Внезапно голос его стал твердым:
— Потому что речь идет не о вас и вашей частной жизни, а о ребенке.
— Рассказывайте дальше, — сказал я.
— Ваша жена регулярно оплачивала счета из приюта, — продолжал он, а я снова перебил его:
— Но как она это делала? Она жила в Германии.
— Счета в Вене оплачивал ее знакомый, некто…
— …инженер Лаутербах, — сказал я.
— Да, откуда вы знаете?
— Я догадываюсь, — пояснил я. Круг замкнулся. Я не был сумасшедшим. Все было просто и логично. — Продолжайте, пожалуйста, — сказал я.

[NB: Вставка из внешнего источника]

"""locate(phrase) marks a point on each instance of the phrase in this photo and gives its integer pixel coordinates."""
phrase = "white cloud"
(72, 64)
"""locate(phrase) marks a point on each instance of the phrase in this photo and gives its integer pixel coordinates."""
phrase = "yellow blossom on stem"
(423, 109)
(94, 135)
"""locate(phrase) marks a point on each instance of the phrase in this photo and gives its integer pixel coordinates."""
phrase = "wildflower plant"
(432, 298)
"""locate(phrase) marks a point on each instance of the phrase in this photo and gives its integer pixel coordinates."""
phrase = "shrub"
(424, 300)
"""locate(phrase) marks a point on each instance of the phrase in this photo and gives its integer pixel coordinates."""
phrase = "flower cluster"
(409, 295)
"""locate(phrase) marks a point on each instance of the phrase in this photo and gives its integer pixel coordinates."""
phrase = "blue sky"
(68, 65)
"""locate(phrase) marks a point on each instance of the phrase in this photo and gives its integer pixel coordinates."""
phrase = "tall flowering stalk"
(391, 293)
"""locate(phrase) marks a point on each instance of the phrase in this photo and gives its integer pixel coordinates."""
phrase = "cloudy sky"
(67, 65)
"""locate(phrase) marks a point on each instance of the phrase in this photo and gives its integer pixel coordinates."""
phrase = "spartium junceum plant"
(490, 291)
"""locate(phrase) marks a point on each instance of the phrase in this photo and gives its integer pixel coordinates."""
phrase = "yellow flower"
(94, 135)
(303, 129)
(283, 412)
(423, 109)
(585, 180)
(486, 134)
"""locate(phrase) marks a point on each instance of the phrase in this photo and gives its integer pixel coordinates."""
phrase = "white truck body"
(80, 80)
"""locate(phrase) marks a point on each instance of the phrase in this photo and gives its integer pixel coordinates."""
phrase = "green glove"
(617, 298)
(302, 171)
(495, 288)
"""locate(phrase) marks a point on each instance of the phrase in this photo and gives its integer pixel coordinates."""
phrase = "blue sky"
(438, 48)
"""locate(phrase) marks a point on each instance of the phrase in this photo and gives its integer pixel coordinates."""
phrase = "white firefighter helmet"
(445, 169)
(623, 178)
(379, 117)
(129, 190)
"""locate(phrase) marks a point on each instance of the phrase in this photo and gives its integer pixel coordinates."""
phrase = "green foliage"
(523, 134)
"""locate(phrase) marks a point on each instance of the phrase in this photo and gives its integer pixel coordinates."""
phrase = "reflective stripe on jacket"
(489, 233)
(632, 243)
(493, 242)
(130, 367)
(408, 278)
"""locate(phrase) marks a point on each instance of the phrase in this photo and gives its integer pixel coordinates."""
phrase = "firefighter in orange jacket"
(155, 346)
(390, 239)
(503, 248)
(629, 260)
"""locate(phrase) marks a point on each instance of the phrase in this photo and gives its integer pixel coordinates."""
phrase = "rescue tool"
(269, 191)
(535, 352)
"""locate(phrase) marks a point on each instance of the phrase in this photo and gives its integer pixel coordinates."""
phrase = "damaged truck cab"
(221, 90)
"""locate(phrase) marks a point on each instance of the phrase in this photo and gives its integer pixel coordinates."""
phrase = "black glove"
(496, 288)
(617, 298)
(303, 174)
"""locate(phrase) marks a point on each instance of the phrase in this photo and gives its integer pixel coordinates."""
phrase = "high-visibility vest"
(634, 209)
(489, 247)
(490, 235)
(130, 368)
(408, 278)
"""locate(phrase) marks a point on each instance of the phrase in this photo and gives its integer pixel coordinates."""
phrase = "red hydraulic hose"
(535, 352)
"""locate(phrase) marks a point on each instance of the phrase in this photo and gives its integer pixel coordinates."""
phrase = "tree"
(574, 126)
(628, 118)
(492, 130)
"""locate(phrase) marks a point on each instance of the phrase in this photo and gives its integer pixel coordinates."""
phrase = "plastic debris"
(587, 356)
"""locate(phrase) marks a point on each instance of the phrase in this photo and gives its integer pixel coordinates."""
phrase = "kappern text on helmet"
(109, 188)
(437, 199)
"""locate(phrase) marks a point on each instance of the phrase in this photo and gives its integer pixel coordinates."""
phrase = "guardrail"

— Когда Мартину исполнилось шесть лет, мать передала право опеки руководству приюта. Мартина отправили в школу. — Доктор Фройнд закурил сигарету и выдохнул облако дыма. — Поймите меня правильно, господин Франк, я излагаю факты и воздерживаюсь от всякой критики по поводу поведения вашей жены, хотя оно тесно связано с тем, что произошло далее.
— Что же произошло?
— Мартина, — сказал доктор Фройнд, — который совсем не знает своего отца, да и мать не очень, через полгода выгнали из школы.
— Но почему?
— Впоследствии его выгнали еще из двух школ, — сообщил доктор Фройнд. — Почему? Потому что он был настоящим маленьким чертенком, так называли его учителя. Он терроризировал весь класс. Он жестоко избивал девочек, ломал чужие вещи. Он был не в состоянии воспринимать учебный материал. Это классический пример патологического ребенка. Руководство приюта направило его ко мне в консультацию. Я, господин Франк, знаю вашего сына уже год. Он приходит ко мне каждый четверг. И я не могу сказать, что мы не установили контакт за этот год. Не могу сказать, что я не пользуюсь его доверием. Если вообще кто-то есть, с кем он с удовольствием разговаривает, с кем он находит какой-то контакт, — то это я. И уже были признаки того, что дела идут на поправку… — доктор Фройнд задумчиво кивал, не обращая внимания на сигарету, которую держал в руке. Он старый человек, вдруг подумал я, я только сейчас понял это. Состарившийся человек, возраст которого был заметен только в моменты слабости, так как в остальное время он скрывался за фасадом силы и спокойствия. — Да, — пробормотал он, — были действительные признаки выздоровления. — Он взглянул прямо на меня, и его возраст ускользнул как дымка, его лицо снова стало молодым. — Поэтому, — продолжал он, — я обрадовался, когда ваша жена пришла ко мне и сообщила, что она снова вышла замуж.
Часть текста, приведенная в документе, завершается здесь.